Si mise a ridere senza un’apparente e logico motivo. Lo guardai alzando scetticamente un sopraciglio, al che lui si bloccò. Mi fissò intensamente, come a volermi leggere dentro poi, di nuovo senza un motivo valido mi sorrise, non felicemente ma più che altro mi sorrise rassicurante.

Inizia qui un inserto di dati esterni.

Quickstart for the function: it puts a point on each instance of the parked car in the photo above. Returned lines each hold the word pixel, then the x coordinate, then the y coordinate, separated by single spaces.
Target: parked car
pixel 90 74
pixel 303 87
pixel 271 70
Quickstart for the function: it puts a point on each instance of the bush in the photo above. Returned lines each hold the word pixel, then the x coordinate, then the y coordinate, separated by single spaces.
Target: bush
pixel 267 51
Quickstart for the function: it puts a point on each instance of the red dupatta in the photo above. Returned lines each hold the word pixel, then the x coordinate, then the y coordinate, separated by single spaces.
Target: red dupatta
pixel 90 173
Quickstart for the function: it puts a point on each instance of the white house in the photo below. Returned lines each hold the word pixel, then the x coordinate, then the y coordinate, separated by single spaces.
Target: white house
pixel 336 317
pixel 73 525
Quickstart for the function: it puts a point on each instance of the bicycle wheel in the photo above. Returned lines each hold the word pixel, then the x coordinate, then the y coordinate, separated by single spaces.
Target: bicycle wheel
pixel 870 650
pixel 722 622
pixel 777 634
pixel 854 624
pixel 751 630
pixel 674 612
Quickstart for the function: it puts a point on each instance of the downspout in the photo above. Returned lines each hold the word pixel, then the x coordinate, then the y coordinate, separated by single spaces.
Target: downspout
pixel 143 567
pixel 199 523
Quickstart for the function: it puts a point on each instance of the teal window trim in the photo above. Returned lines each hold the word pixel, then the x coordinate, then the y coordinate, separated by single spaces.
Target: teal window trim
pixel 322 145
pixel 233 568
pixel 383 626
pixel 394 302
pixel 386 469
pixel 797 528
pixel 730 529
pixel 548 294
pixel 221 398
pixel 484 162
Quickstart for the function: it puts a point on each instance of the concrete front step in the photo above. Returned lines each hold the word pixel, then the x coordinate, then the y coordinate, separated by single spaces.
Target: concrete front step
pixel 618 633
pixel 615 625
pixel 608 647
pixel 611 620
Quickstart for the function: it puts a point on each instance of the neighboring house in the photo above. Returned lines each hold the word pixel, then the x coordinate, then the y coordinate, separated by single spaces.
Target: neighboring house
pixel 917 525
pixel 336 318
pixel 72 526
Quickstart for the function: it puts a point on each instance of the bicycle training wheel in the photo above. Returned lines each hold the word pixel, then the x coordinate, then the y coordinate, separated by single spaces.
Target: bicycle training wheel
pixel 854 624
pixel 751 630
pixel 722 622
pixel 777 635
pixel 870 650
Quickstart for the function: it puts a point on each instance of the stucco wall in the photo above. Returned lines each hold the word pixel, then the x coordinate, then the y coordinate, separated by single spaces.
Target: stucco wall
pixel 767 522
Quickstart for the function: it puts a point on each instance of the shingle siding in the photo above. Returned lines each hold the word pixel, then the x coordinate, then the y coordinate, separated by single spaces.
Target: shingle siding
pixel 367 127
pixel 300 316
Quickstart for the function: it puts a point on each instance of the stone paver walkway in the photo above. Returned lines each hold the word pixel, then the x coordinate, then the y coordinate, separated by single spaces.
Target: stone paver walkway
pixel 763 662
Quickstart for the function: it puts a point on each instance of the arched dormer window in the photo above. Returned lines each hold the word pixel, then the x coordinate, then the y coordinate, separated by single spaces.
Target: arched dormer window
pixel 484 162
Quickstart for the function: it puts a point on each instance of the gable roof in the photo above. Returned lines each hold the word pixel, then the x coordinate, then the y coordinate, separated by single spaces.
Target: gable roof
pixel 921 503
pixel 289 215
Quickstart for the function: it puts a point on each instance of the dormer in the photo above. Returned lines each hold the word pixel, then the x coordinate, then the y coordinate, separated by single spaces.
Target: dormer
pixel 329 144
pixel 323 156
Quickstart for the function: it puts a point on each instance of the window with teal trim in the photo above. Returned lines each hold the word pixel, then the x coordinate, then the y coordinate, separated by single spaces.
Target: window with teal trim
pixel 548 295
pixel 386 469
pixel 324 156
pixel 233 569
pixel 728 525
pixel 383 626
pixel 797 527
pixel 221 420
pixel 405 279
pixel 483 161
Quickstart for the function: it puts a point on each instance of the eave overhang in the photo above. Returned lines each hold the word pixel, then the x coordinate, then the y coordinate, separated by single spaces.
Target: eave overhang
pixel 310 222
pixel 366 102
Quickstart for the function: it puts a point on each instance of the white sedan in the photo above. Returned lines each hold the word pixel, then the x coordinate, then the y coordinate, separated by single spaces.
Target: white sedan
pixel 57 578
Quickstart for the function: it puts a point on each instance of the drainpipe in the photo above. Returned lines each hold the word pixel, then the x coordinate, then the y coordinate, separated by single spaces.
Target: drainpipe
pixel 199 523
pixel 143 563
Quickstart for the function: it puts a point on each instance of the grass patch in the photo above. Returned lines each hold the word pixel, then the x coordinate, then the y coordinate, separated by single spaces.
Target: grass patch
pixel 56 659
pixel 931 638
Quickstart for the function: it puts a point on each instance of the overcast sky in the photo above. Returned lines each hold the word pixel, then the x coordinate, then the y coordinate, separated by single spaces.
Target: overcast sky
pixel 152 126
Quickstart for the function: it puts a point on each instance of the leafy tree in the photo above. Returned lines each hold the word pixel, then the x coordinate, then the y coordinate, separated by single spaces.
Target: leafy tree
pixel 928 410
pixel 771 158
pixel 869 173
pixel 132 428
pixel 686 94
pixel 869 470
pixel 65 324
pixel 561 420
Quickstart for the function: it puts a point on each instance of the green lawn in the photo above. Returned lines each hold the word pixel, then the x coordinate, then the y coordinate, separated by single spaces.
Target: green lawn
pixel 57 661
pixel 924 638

-che ne dici se ti invito al bar a prendere qualcosa da bere?- mi domanda, e senza aspettare una mia risposta mi prende il braccio e mi trascina al locale dietro di noi. Ignorando bellamente le mie proteste, mi fece accomodare ad un tavolo fuori e si mise sulla sedia di fronte.  Lo guardai confusa. E questo cosa voleva?
-cosa prendete?-domandò la cameriera apparsa dietro di me nel giro di un secondo. Mi spaventai sentendo la sua voce, ma fui rassicurata dalla sguardo solare di Jason.

-un succo di frutta alla pesca- disse lui, abbagliandomi con un sorriso che metteva in mostra i suoi denti bianchi e dritti.

-un cappuccino- ordinai cercando di avere la voce meno scocciata di quello che ero sicura fosse appena uscita.

La donna se ne andò, e noi rimanemmo soli al tavolo. Jason mi aveva trascinato al tavolo in fondo, quello più appartato.

-comunque non hai risposto- cominciò interrompendo il silenzio che si stava formando –che cosa diavolo ti è preso?-domandò il più serio possibile. Il suo viso si era trasformato da quello solare di un ragazzino a quello preoccupato di un uomo. La sua espressione faceva sì, che anche i lineamenti sembrassero più adulti.

-niente- abbassai lo sguardo, certa di non poter sostenere il suo –e poi non credo siano affari tuoi- continuai senza alzare gli occhi. Non volevo incontrare le sue irridi chiare.

-forse hai ragione, ma comunque, anche se ci conosciamo da poco di me ti puoi fidare- lo disse sempre seriamente, lo sentivo dalla voce, nona avevo bisogno di guardarlo per capire che non stava mentendo. Sembrava sincero. E seriamente preoccupato.

-problemi famigliari- dissi sperando che lasciasse cadere l’argomento senza troppe storie.

-di che tipo?- ecco, speranza vana a quanto pare.

-mia sorella- senza rendermene conto gli stavo raccontando la verità.

-sta male?- tirò ad indovinare.

-è in coma- sputai, senza esitazioni. Alzai lo sguardo e incrociai il suo viso. Ora non era più serio e nemmeno solare, era angosciato e spaventato allo stesso tempo. Preoccupato di aver commesso chissà quale errore irreparabile. Mi sentivo in colpa, dato che se il suo viso era così spaventato la causa di ciò ero io. Quindi feci la cosa che non avrei mai pensato di riuscire a fare. Sorrisi.

Non era un sorriso caldo e felice, ma nemmeno un sorriso tirato. Era un sorriso rassicurante, calmo e dolce.

-e tu? Che ci facevi in ospedale?- domandai, e nel mentre formulavo la domanda sentì bisbigliare uno “scusa” quasi impercettibile, avrei potuto credere di averlo immaginato, ma avevo notato la sua bocca muoversi.

Si riprese e mi spiegò, con meno entusiasmo di prima, che era andato a fare una visita medica per il calcio.

Parlammo tranquillamente per un’ora, di calcio, scuola e altre cose poco importanti. Poi data l’ora decisi di tornare a casa. E mentre mi apprestavo ad attraversare la strada, lo sentì urlare:

-Ehi! Potremmo anche diventare amici!?- aspettai di arrivare dall’altro lato, per girarmi e sorridere.